Luckily for me, I was very good at saying No. In fact to this day, it remains my favourite reply to any request. A well timed "No," can save you from a long and boring sob story in which you have no interest, or buy you the time you need to fully consider the implications of saying "Yes". The way I see it, you can never go wrong with a "No," but every "Yes" is a risk taken explicitly.

To a simple question like "Do you like children?" a "No" prevents any further progress down that line of discussion, whereas with a "Yes" the next statement might be "Oh good, please babysit for me tomorrow." Now you have to start explaining why you would rather spend your time in your house watching TV, than in someone else's watching cantankerous children.

And what if you have some unspeakable or unjustifiable reason why you really don't want to watch those kids, aren't you then forced to lie? But forced by whom? Certainly not the person making an innocent request, but rather by yourself for even allowing the conversation to get that far.

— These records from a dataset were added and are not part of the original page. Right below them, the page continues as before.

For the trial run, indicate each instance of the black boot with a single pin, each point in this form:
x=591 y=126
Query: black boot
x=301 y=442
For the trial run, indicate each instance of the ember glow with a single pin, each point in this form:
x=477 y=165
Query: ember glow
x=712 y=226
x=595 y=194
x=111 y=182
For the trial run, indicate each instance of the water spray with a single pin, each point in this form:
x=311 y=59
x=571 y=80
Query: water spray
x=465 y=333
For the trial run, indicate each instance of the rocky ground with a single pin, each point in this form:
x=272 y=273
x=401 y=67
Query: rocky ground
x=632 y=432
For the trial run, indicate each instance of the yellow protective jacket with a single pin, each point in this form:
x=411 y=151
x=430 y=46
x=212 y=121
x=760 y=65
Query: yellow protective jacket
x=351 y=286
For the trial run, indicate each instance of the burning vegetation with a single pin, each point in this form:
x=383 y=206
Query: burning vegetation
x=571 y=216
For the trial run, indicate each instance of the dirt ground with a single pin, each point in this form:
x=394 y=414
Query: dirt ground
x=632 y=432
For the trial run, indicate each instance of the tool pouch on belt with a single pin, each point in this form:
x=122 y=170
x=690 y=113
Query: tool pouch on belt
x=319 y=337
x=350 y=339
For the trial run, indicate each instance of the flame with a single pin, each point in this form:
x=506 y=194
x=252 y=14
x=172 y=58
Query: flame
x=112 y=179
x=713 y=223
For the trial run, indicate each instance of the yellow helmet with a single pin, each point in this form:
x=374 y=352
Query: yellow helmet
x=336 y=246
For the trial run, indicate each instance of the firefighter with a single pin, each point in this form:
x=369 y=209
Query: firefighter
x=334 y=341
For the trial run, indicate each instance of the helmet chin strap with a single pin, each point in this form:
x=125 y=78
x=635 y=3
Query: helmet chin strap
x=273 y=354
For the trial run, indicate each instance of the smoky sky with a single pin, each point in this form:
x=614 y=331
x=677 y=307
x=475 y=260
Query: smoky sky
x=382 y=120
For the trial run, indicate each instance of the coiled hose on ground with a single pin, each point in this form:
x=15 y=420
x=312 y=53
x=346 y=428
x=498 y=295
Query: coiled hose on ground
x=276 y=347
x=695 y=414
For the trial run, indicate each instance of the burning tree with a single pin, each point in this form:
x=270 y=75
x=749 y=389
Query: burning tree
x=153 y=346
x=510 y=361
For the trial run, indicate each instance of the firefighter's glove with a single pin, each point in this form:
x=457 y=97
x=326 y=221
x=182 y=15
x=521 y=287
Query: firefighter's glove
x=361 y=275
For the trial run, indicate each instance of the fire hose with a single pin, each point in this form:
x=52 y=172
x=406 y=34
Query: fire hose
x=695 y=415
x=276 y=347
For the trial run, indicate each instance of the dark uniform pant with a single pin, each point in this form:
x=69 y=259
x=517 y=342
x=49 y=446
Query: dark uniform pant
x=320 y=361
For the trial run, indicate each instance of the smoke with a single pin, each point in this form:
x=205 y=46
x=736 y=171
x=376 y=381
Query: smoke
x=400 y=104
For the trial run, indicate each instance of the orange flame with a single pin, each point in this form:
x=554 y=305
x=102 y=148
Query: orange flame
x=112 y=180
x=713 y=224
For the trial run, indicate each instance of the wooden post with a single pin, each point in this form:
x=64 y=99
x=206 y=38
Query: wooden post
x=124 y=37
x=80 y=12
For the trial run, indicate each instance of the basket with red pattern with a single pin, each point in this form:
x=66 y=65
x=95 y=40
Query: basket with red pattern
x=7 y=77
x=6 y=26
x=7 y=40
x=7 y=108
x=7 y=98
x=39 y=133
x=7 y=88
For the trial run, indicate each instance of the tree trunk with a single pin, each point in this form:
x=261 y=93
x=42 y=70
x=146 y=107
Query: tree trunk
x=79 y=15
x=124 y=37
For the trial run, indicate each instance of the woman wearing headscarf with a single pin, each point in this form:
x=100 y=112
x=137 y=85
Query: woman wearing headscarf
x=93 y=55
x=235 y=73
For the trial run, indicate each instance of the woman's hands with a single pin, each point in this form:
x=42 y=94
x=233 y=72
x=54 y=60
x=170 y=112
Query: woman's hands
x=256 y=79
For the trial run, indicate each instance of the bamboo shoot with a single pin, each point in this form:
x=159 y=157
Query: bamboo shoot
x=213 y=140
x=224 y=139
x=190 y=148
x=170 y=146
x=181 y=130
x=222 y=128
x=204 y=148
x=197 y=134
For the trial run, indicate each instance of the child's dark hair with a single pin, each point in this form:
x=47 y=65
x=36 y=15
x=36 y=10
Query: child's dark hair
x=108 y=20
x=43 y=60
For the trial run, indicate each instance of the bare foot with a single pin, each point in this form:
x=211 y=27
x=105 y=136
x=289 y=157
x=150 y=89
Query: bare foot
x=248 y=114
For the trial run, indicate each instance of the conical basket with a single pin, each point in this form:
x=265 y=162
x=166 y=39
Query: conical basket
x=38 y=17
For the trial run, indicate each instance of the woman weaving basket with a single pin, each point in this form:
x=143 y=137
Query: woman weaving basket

Perhaps my example is not the best (for I can already see its flaws), but the point is this. Too often people say "Yes" without thinking deeply about what they are agreeing to, or what they are opening themselves up to because somehow saying "No" is considered a bad thing. People generally say "Yes" because if they stretched themselves in this way, or in that way, the thing being requested is achievable. But what is actually being asked is not whether you can stretch yourself to complete the request, but rather, whether you can comfortably do it.

There are of course also times when the request is not so light. Where you are indeed being asked whether you can stretch yourself to achieve. But such requests are usually easily differentiated from the rest, and if not, after the first "No," they will be made clear.

Furthermore, "No's" are far easier to retract than "Yes's". One can always change their minds about a No without inconveniencing anybody. But with "Yes's " you would be going back on a commitment. So I would rather lean towards the negative end of the spectrum because it's much safer and far easier to retract than the familiar "Yes." So why be a "Yes" man, when you can just as easily be a safer, more dependable "No" man?